In [1]:
import xarray as xr
from pathlib import Path
import glob

## Create Synthetic Data from Xarray

On datarmor compute node, i can't access internet/(can not access to synthetic data example) thus used real data available on datalake.
/home/ref-oc-public/modeles_marc/f1_e4000/best_estimate/2014/MARC_F1-MARS3D-MANGAE4000_2014123120*Z.nc
These are hourly netcdf computed output.

Let's create a tarbar for the created netCDF files

In [2]:
!cd /home/ref-oc-public/modeles_marc/f1_e4000/best_estimate/2014 ; tar Pcvf ${HOME}/git/xtar/data/realdata.tar MARC_F1-MARS3D-MANGAE4000_20141231T2*Z.nc

MARC_F1-MARS3D-MANGAE4000_20141231T2000Z.nc
MARC_F1-MARS3D-MANGAE4000_20141231T2100Z.nc
MARC_F1-MARS3D-MANGAE4000_20141231T2200Z.nc
MARC_F1-MARS3D-MANGAE4000_20141231T2300Z.nc


## ratarmount

We will use [ratarmount](https://github.com/mxmlnkn/ratarmount) to create an index file with file names, ownership, permission flags, and offset information to be stored at the TAR file's location. Once the index is created, ratarmount then offers a FUSE mount integration for easy access to the files.
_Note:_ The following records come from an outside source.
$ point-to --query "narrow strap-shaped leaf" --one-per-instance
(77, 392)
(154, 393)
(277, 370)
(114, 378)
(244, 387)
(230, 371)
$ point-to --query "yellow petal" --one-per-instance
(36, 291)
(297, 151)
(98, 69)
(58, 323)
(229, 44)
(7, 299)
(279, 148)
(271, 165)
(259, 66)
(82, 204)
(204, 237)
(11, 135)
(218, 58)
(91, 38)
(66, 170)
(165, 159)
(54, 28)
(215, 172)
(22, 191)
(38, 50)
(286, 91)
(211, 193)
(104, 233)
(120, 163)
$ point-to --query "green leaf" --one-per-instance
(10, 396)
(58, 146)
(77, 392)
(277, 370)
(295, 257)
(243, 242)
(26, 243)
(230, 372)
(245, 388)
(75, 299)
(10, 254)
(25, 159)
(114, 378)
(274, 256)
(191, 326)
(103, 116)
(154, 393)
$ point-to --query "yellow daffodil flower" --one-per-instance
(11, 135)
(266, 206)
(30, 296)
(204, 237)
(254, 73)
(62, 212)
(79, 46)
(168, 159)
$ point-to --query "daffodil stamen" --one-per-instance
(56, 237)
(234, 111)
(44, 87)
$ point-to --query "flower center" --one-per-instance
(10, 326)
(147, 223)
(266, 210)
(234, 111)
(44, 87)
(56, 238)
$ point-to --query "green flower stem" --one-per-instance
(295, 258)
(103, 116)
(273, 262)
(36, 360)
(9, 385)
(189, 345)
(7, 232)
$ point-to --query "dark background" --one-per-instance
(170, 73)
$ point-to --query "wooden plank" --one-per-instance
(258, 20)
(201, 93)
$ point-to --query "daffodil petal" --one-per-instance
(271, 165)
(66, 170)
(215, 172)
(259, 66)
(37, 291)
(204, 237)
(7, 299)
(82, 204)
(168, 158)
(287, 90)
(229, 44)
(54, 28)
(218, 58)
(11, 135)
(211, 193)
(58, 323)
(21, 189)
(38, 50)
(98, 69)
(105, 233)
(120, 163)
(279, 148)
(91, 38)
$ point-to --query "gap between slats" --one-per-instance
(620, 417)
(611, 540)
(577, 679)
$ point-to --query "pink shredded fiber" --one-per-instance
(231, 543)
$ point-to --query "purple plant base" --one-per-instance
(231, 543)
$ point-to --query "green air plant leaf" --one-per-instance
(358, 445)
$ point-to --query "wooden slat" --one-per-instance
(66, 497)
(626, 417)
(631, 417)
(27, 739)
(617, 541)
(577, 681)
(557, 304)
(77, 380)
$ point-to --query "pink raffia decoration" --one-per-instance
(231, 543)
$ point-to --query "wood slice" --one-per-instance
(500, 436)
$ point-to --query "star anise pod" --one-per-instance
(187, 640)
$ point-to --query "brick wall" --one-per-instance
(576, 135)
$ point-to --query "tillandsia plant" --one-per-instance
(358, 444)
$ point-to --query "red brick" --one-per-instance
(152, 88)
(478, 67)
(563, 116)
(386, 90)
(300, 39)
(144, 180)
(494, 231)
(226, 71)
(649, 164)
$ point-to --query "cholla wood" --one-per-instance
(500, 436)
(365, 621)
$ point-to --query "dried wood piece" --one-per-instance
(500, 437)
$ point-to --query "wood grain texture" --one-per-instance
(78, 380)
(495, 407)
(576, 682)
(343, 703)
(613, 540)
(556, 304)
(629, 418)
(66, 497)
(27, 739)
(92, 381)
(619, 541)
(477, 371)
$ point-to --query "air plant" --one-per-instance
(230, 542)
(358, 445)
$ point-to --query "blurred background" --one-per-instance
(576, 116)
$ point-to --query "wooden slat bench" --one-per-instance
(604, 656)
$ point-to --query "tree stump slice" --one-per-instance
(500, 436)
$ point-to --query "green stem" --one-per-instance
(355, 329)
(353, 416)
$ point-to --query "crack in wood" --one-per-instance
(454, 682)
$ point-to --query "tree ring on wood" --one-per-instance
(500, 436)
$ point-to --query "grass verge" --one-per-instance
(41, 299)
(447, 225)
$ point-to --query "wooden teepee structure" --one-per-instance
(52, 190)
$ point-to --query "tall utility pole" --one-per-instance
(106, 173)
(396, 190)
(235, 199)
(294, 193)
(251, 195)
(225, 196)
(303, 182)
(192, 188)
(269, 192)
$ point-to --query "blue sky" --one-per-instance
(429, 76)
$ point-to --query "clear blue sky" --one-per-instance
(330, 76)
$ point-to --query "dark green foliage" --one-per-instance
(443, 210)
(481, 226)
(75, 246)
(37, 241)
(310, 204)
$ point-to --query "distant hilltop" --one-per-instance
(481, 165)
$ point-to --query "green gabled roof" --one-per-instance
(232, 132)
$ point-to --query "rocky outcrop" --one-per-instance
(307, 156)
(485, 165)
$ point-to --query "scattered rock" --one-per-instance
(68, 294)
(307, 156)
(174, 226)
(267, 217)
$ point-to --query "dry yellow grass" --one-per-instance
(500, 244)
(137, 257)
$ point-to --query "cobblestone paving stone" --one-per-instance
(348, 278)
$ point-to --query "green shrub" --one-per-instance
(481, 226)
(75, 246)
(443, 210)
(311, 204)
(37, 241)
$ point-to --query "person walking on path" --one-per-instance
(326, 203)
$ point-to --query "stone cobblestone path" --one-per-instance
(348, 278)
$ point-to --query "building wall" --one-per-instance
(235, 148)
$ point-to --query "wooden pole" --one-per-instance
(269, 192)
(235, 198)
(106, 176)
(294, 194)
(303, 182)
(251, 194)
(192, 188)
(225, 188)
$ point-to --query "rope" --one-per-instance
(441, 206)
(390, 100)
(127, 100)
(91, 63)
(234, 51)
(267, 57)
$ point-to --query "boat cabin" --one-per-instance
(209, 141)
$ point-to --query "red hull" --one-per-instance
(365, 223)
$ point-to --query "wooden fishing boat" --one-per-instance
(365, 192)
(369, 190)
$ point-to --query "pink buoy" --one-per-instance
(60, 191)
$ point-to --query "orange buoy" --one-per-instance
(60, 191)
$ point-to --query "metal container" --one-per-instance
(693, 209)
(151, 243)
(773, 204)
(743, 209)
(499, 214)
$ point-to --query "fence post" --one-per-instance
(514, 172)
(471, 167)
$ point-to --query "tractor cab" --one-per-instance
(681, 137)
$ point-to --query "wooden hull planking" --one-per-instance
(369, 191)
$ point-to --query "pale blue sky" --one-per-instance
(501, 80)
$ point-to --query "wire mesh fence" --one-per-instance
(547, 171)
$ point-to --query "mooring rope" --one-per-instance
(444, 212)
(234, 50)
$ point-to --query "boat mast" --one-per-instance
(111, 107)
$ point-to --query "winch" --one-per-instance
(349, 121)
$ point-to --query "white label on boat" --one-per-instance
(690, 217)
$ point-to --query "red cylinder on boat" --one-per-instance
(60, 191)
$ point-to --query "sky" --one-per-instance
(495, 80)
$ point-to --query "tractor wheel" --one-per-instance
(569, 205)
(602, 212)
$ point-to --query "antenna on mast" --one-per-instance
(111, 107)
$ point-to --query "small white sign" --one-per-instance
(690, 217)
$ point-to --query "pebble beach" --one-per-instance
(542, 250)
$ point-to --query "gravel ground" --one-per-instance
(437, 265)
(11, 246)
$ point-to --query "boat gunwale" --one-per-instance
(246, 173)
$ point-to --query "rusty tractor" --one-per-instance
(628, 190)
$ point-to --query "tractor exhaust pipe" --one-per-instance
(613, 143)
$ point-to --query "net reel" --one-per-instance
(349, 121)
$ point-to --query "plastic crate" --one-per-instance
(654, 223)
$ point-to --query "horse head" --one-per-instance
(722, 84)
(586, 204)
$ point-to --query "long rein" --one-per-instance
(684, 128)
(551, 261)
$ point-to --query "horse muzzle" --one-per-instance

**NOTE:** Since `ratarmount` uses FUSE to mount the TAR file as a "filesystem in user space", you will need FUSE installed.  On OSX, you will need to install [osxfuse](https://osxfuse.github.io/) *by hand*.  On Linux, you can install `libfuse` using `conda`, if it is not already installed on your system.

**NOTE:** If you have `libfuse` on your system and it is *older* than October 19, 2018 (i.e., < 3.3.0 for `fuse3` or < 2.9.9 for `fuse2`), and you have either Lustre or GPFS filesystems, `ratarmount` will fail with an error saying that your filesystem is unsupported.  The solution is to upgrade to a newer version of `libfuse`.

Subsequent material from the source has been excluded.